A new report from Complete College America gives hard data to a series of findings that should reset perceived norms about college in America today. Called Time is the Enemy, the report measures and tracks the success and failure of all kinds of America’s college students, not just the federally mandated counting of first time and full-time students that underpins most of our current educational policies and practices. For example:
Nontraditional students are the new majority. 75 percent of college students are “college commuters,” juggling families, job, and school, and often attending part-time. Only 25 prcent of students attend full-time residential colleges, and that number is decreasing annually.
Part-time students rarely graduate — even when they have twice as much time to get their degree. Why? These students don’t have the luxury of time to earn needed credits in the traditional semester schedule. They require, and want, the ability to show their competencies to skip unnecessary courses, to block-schedule campus based classes, to be able to schedule work and family duties, and to avail themselves of on-line coursework, peer learning, and social support networks available 24/7.
Students are wasting time on excess credits not required to graduate…and taking too much time to earn a degree. The parent of any sixth-year senior might want to weigh in here, but the reality of engaging in an extended voyage of intellectual development might work as long as someone else is footing the bill, not for folks with limited time and money. If access to needed requirements is limited — because of scheduling, or “lack of inventory” — the demand for alternatives, especially on-line, skyrockets.
Bill Keller’s recent New York Times article titled “The University of Wherever” reports on the pull and tug of demographic differences at elite Stanford University. On the one hand, Stanford is competing mightily with a host of bricks and mortar schools to open a branch campus of applied science in New York City, limited to 2,300 students, at sticker-shock prices. On the other hand, Stanford Professor Sebastian Thune makes the case for open, low-cost educational experiences, offering his “Introduction to Artificial Intelligence” course online, for free, so that 130,000 students around the globe get the same lectures, the same exams, the same assignments, coupled with a worldwide peer review and support network. Sadly, they won’t get the Stanford credit. But which one fulfills the spirit of education, and the needs of students, best?

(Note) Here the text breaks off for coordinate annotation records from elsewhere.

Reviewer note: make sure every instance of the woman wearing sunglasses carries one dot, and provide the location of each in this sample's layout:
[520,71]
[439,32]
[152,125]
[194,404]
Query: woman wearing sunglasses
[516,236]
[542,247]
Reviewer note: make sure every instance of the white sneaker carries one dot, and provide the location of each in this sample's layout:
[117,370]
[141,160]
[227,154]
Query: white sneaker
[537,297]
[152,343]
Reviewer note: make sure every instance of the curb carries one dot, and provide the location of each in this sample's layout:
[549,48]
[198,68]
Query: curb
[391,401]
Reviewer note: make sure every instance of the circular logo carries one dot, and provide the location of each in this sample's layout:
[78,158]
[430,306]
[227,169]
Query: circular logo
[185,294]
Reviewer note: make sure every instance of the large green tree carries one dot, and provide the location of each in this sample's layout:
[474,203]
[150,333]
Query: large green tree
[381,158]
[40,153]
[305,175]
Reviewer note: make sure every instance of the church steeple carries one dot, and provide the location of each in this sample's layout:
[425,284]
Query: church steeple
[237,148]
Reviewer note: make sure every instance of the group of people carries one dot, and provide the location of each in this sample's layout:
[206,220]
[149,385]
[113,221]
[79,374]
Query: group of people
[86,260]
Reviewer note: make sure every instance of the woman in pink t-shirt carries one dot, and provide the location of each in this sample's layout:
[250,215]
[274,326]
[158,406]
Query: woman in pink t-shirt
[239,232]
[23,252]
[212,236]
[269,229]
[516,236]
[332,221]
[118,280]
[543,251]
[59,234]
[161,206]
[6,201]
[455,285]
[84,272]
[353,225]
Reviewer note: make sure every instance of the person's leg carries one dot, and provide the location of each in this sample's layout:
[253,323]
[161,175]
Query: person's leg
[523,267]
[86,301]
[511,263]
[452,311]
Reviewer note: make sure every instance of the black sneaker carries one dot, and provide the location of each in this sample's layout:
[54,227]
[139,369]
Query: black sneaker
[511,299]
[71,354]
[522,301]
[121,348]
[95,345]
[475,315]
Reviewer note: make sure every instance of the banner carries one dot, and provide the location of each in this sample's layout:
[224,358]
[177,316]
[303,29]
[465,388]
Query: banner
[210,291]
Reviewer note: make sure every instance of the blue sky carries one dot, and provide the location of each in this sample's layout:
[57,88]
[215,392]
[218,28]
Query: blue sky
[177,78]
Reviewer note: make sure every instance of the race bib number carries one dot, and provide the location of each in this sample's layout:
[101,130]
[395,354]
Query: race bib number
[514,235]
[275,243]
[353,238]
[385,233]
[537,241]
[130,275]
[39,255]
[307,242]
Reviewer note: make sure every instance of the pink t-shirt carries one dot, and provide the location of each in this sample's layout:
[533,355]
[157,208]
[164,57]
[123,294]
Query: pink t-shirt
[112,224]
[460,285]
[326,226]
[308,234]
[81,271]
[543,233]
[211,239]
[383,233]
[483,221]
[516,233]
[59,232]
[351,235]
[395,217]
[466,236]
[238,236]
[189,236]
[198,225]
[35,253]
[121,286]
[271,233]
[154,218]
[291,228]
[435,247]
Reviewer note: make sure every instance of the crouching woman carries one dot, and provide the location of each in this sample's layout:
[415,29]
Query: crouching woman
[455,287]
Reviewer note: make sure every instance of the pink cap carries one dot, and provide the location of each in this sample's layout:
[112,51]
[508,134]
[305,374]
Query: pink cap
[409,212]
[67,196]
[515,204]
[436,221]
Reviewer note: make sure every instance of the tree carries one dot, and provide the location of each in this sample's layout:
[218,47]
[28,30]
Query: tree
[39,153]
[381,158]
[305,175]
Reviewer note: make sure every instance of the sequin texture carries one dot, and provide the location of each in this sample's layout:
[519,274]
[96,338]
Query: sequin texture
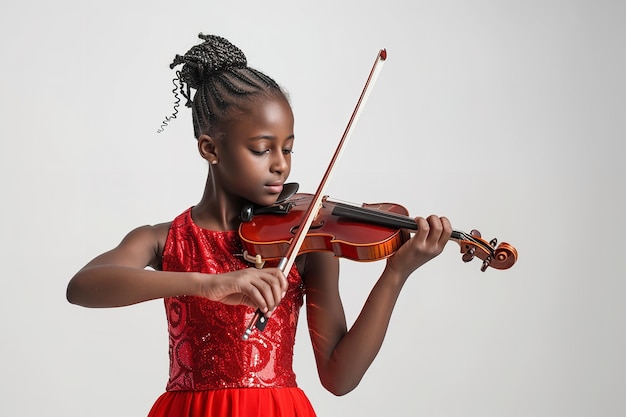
[205,346]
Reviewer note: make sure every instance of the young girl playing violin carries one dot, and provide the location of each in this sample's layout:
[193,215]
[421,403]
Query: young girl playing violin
[243,124]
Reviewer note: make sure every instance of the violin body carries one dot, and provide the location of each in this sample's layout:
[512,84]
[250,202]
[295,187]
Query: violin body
[369,232]
[269,235]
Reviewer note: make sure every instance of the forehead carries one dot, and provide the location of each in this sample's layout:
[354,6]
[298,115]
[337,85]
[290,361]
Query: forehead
[262,115]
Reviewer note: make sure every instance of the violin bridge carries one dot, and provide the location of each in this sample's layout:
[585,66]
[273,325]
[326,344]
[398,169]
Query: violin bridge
[256,260]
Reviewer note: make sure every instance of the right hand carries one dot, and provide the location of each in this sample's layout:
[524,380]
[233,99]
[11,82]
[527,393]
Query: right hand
[253,287]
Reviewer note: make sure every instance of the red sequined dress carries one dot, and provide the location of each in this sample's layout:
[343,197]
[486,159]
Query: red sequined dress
[213,372]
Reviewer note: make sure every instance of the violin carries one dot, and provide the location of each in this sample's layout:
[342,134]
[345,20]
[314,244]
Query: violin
[301,223]
[368,232]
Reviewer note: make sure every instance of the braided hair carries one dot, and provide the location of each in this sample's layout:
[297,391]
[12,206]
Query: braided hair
[219,73]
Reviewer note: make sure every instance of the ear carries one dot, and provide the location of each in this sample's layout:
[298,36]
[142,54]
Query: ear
[207,146]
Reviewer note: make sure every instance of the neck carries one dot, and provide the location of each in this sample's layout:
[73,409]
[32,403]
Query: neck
[217,210]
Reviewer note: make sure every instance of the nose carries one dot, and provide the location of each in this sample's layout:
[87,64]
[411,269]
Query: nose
[280,162]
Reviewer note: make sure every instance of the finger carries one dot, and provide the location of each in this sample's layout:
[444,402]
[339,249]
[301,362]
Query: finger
[435,229]
[447,230]
[277,282]
[422,229]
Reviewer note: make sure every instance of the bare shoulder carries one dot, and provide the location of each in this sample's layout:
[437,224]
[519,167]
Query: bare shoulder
[141,247]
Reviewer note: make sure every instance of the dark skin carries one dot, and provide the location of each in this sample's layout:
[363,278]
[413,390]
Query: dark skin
[250,162]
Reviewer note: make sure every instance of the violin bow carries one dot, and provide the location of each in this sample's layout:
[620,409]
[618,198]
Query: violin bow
[286,262]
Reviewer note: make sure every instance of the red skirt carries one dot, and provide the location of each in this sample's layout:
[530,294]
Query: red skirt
[234,402]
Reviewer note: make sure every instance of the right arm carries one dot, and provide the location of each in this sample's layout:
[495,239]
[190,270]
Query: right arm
[119,277]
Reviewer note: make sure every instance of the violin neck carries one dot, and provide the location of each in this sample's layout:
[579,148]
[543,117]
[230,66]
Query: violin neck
[382,218]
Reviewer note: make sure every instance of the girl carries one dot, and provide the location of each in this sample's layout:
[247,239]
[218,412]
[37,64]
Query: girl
[243,124]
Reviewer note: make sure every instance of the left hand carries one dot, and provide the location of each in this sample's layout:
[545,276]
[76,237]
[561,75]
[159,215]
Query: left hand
[431,237]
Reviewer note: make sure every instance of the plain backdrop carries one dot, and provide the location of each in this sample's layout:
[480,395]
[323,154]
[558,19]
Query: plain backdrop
[506,116]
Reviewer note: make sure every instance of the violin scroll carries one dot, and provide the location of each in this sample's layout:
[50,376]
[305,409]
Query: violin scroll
[472,245]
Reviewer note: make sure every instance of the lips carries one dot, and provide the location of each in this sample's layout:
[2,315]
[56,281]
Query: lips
[274,188]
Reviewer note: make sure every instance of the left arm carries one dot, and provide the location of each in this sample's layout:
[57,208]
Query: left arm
[343,356]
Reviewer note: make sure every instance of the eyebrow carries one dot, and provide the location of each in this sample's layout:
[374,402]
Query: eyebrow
[269,137]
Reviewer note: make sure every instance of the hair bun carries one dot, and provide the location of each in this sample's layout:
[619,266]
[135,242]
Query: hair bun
[215,54]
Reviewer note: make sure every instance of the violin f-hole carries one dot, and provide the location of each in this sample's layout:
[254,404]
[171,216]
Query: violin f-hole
[318,225]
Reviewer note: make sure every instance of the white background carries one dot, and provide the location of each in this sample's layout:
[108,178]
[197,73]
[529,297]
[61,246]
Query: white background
[505,116]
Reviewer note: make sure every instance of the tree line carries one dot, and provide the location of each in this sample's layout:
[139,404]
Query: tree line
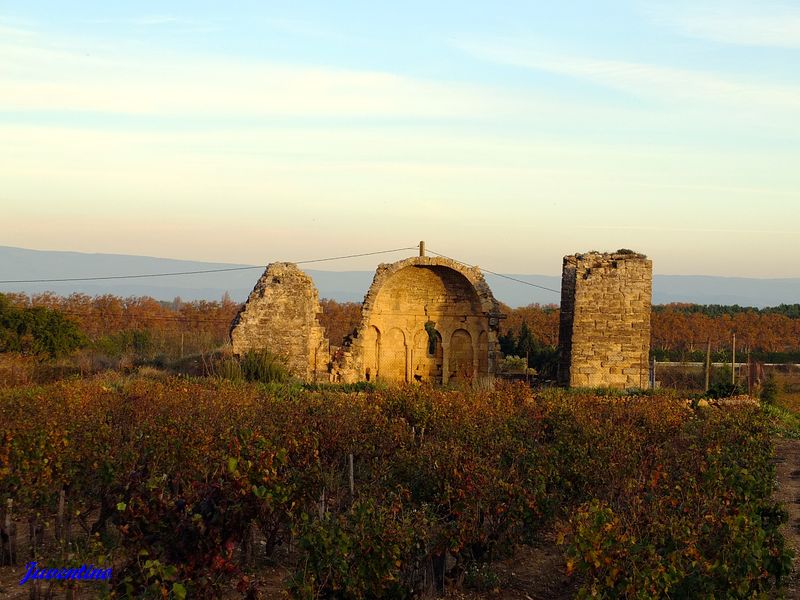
[51,324]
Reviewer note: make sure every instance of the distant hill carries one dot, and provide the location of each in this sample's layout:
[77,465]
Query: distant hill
[344,286]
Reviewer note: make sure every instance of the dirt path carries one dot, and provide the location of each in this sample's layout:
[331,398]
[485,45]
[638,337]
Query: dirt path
[787,460]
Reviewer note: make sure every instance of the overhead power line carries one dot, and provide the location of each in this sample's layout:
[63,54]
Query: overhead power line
[174,273]
[229,269]
[497,274]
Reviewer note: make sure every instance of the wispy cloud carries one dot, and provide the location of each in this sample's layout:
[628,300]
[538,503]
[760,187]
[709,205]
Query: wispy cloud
[38,74]
[160,21]
[659,83]
[759,23]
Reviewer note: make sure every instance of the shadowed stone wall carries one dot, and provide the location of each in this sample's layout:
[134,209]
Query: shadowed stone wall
[280,315]
[604,333]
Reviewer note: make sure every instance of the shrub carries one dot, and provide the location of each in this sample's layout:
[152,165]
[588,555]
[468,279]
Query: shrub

The bottom line is America is facing its first generation that will be less educated than the one before, and every day we wait to develop educational alternatives puts us further and further behind. It’s not a matter of the name of the college on the degree you get, but a simple matter of getting a degree that is backed up by proven competencies and skills in graduates. And in 2011, how does an educational institution go about creating, and marketing, that?